Hyperparameter Tuning
The process of optimizing the configuration parameters of a machine learning model, called hyperparameters, to improve model performance on a given metric.
Hypervisor
A piece of software, firmware, or hardware that creates and runs virtual machines (VMs).
Idempotence
A property of certain operations in mathematics and computer science, whereby they can be applied multiple times without changing the result beyond the initial application.
Immutable Data
Data that once created, cannot be changed. Any modification necessitates the creation of a new instance.
Impala
An open-source, native analytic database for Apache Hadoop, providing high-performance, low-latency SQL queries on Hadoop data.
Imputation
The process of replacing missing data with substituted values, allowing more robust analysis when dealing with incomplete datasets.
Impute
Fill in missing data values with estimated or imputed values to facilitate analysis.
In-Memory Database (IMDB)
A database management system that primarily relies on main memory for computer data storage, faster than disk storage-based databases.
Indexing
The process of creating a data structure (an index) to improve the speed of data retrieval operations on a database.
Informatica
A closed-source data management and data integration solutions provider.
Information Retrieval
The process of obtaining information from a repository, often concerning text-based search.

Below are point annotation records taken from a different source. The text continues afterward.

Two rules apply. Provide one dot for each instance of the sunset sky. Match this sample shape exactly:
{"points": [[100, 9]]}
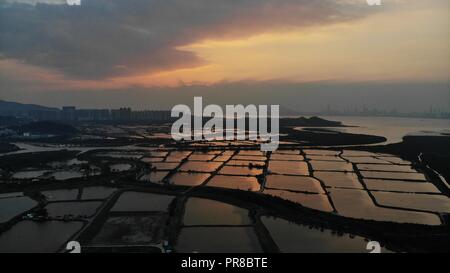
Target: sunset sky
{"points": [[48, 46]]}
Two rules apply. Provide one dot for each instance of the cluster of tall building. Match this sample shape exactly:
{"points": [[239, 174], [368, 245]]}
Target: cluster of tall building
{"points": [[71, 113]]}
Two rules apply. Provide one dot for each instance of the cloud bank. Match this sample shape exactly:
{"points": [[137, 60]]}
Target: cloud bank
{"points": [[107, 38]]}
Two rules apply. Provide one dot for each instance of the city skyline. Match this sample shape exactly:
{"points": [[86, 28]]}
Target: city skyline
{"points": [[149, 53]]}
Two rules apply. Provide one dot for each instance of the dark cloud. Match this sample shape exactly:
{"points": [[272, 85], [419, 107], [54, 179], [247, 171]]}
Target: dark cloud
{"points": [[104, 38]]}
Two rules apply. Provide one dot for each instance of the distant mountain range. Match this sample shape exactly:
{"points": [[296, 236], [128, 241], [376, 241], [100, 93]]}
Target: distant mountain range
{"points": [[8, 108]]}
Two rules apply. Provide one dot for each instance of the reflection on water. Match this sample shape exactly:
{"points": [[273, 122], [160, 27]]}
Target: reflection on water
{"points": [[29, 174], [197, 166], [10, 207], [339, 179], [61, 195], [313, 201], [199, 211], [393, 129], [218, 240], [294, 183], [75, 209], [402, 186], [293, 238], [65, 175], [344, 200], [288, 167], [131, 229], [140, 201], [237, 170], [188, 179], [243, 183], [428, 202], [37, 237]]}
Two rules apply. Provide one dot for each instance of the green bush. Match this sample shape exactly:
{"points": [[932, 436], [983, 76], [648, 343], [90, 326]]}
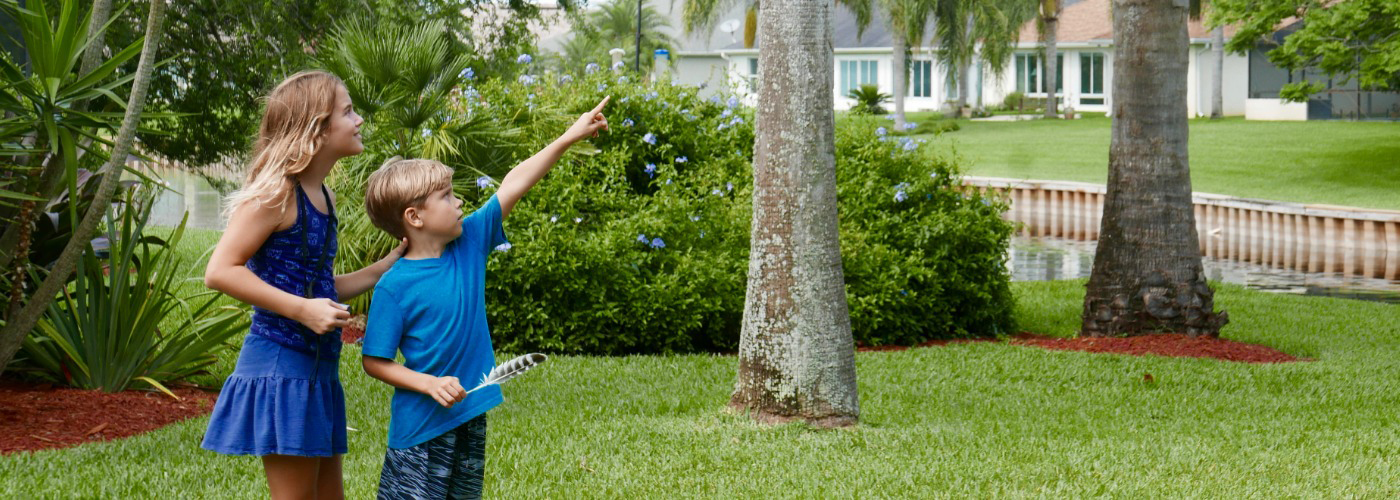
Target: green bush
{"points": [[868, 100], [639, 240], [105, 331]]}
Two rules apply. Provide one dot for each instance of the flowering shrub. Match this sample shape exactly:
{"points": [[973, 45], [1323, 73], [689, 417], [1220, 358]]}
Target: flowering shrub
{"points": [[639, 241]]}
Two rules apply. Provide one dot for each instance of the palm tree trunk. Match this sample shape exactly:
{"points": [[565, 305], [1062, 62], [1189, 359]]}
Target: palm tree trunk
{"points": [[51, 175], [1218, 79], [899, 67], [797, 359], [965, 66], [1147, 272], [20, 325], [1052, 60]]}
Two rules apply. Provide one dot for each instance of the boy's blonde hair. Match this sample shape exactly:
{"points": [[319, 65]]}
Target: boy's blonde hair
{"points": [[398, 185], [294, 119]]}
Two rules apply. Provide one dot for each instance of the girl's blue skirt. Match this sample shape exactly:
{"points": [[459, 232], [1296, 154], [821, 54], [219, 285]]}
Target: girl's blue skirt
{"points": [[280, 402]]}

Infrastructure as Code (IaC)
A key DevOps practice that involves managing and provisioning computing infrastructure through machine-readable script files, rather than through physical hardware configuration or interactive configuration tools.
Ingest
The initial collection and import of data from various sources into your processing environment.
Ingestion
The process of importing, transferring, loading, and processing data for later use or storage in a database.
Input/Output Operations Per Second (IOPS)
A common performance measurement used to benchmark computer storage devices like hard disk drives (HDD), solid-state drives (SSD), and storage area networks (SAN).
Instance
A single occurrence of an object, often referring to virtual machines (VMs) or individual database items.
Integrate
Combine data from different sources to create a unified view for analysis or reporting.
Integration Testing
A level of software testing where individual units are combined and tested as a group, to expose faults in the interaction between integrated units.
Integrity Constraints
Rules applied to maintain the quality and accuracy of the data inside a database, such as uniqueness, referential integrity, and check constraints.
Interactive Query
A query mechanism allowing users to ask spontaneous questions and receive rapid responses, used in analyzing datasets.